RETROSPECT: RETROsynthesis via Sequential Prediction, and Chemically Transformed-ranking
For computational chemists, this work provides a modular retrosynthesis system with strong top-1 accuracy, though the gains are incremental over existing methods.
RETROSPECT achieves 55.00% top-1 and 86.18% top-10 exact-match accuracy on USPTO-50K for single-step retrosynthesis by combining a Transformer proposal model with a LambdaMART reranker, demonstrating that modular proposal and selection components are complementary.

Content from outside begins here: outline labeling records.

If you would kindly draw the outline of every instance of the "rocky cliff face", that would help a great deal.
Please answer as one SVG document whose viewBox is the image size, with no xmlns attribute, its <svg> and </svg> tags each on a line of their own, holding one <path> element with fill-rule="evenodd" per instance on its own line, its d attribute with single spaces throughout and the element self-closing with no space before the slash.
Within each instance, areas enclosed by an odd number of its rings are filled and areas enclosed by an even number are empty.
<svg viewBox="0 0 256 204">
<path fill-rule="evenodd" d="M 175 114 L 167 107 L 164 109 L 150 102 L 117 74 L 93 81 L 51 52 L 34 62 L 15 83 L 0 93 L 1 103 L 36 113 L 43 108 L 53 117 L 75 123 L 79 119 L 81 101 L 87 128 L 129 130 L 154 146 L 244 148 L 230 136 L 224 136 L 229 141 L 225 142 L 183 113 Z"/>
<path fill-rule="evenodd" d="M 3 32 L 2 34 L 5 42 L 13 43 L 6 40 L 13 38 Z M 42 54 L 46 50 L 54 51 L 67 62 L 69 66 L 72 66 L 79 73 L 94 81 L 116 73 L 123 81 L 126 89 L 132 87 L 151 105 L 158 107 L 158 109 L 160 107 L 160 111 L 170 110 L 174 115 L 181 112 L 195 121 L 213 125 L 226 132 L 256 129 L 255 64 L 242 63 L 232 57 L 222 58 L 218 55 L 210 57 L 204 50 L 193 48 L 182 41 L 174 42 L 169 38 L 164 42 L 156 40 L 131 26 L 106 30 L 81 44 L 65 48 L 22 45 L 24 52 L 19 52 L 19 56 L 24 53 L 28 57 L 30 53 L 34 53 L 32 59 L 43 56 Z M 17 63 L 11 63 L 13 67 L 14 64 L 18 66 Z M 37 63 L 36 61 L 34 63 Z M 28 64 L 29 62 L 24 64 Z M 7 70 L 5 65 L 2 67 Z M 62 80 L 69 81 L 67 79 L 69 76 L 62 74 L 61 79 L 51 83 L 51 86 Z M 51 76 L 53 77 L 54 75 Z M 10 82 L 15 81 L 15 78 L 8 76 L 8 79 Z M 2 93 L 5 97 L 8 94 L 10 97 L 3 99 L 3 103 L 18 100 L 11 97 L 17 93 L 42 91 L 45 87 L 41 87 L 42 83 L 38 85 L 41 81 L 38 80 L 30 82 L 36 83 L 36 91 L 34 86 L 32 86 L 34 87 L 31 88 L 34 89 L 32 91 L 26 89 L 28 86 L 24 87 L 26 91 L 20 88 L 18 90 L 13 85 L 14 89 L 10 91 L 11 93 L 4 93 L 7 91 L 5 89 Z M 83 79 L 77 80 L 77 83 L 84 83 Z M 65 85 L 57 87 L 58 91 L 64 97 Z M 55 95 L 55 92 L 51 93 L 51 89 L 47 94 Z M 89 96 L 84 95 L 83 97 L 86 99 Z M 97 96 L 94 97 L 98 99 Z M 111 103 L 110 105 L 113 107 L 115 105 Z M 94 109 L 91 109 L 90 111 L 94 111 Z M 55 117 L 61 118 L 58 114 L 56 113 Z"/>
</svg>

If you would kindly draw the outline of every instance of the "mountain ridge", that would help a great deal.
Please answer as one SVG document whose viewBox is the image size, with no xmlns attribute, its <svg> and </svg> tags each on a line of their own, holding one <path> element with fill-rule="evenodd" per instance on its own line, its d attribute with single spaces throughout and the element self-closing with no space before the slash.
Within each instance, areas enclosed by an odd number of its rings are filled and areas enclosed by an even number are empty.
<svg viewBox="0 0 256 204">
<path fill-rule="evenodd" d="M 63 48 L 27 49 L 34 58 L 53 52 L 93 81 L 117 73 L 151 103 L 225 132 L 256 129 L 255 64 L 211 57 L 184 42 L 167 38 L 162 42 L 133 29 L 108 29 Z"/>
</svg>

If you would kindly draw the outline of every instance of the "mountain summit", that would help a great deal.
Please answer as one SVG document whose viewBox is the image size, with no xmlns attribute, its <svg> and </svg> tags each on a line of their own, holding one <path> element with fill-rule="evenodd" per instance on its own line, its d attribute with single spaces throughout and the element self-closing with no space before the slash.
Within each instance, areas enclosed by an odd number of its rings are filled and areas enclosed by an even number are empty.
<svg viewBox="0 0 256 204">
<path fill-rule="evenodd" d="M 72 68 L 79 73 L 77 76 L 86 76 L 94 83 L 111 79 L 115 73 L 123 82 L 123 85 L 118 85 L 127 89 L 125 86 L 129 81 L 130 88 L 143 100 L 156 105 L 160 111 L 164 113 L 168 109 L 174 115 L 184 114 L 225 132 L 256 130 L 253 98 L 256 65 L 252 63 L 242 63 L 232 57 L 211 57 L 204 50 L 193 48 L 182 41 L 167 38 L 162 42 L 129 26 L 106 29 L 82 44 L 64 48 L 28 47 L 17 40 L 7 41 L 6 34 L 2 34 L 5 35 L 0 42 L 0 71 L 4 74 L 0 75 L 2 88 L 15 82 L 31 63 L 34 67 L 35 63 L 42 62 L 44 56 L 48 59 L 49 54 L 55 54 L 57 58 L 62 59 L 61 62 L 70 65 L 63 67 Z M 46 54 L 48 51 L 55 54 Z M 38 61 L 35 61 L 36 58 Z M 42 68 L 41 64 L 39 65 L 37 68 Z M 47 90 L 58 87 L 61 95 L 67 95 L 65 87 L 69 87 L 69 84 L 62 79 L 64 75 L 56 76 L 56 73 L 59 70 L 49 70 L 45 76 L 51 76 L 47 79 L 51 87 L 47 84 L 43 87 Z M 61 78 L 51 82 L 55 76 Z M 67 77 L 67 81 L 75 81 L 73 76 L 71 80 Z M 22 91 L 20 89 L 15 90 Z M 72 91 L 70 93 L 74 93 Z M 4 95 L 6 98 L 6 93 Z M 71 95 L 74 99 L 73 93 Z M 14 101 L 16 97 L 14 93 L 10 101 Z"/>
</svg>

Single-step retrosynthesis needs both accurate first-ranked suggestions and candidate lists that are rich enough for downstream selection. We study this as a proposal-selection decomposition. Our system, RETROSPECT, combines a single Transformer proposal model, which we call the ChemAlign Transformer, with a LambdaMART reranker over structural, reaction-template, upstream-score, and optional DFT-derived descriptors. The generator is trained with hybrid root-aligned and random SMILES augmentation, Pre-LayerNorm, tied embeddings, exponential moving average weights, and a differentiable atom-balance auxiliary loss. On the full USPTO-50K test set of 5,007 reactions, the generator reaches 55.00% top-1 and 86.18% top-10 exact-match accuracy with 99.86% top-1 validity. On the merged candidate-pool benchmark used for reranking, which contains 5,007 test products and about 111 candidates per product, a LambdaMART model trained on the structural feature set reaches 59.4% top-1 with 0.7171 mean reciprocal rank. Feature ablations show that upstream proposal score and template-frequency statistics provide most of the reranking signal, while DFT and reaction-center DFT features provide smaller and less consistent gains. These results support a modular view of retrosynthesis: stronger single-model proposal and learned candidate selection are complementary, and the proposal model can serve as a drop-in component for ensemble systems such as RetroChimera (Maziarz et al., 2024)